Recours introduit le 16 juillet 2023 — Versobank/BCE

(Affaire T-421/23)

(C/2023/23)

Langue de procédure: l’anglais

Parties

Partie requérante: Versobank (Tallinn, Estonie) (représentant: O. Behrends, avocat)

Partie défenderesse: Banque centrale européenne

Conclusions

La partie requérante conclut à ce qu’il plaise au Tribunal:

déclarer que la BCE est responsable du préjudice causé à la partie requérante par sa décision de retirer l’agrément de celle-ci le 17 juillet 2018, ainsi que par son comportement, y compris son ingérence dans la représentation de la partie requérante;

condamner la partie défenderesse au paiement d’une indemnisation financière à la partie requérante pour ce préjudice;

décider que le préjudice matériel devra être déterminé lorsqu’une représentation effective de la partie requérante aura été rétablie;

condamner la partie défenderesse aux dépens de la partie requérante, ainsi qu’à ses propres dépens.

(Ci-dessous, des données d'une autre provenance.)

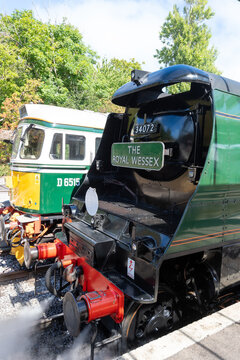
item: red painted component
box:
[77,257,124,323]
[0,206,13,215]
[37,239,124,323]
[80,289,123,322]
[9,221,18,230]
[36,239,75,260]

Moyens et principaux arguments

À l’appui du recours, la partie requérante invoque trois moyens.

1.

Premier moyen invoquant que le traitement illégal par la BCE de la partie requérante dans le cadre de la procédure préalable à la décision de retrait d’agrément de celle-ci du 17 juillet 2018, ainsi que le comportement ultérieur de la BCE constituent une violation suffisamment grave des règles de droit ayant pour objet de conférer des droits aux particuliers. Il est allégué que la BCE a violé les droits de la partie requérante, notamment en omettant d’impliquer les représentants de celle-ci dans la procédure préalable à la décision de retrait d’agrément du 17 juillet 2018 et en présumant à tort que les liquidateurs étaient les seuls représentants de la partie requérante.

2.

Deuxième moyen invoquant que la BCE a causé un dommage matériel important qui ne pourra être chiffré que lorsque la représentation effective de la partie requérante aura été rétablie, l’ingérence dans les droits de représentation de la partie requérante étant toujours en cours.

3.

Troisième moyen invoquant un lien de causalité direct entre le traitement illégal et le préjudice matériel.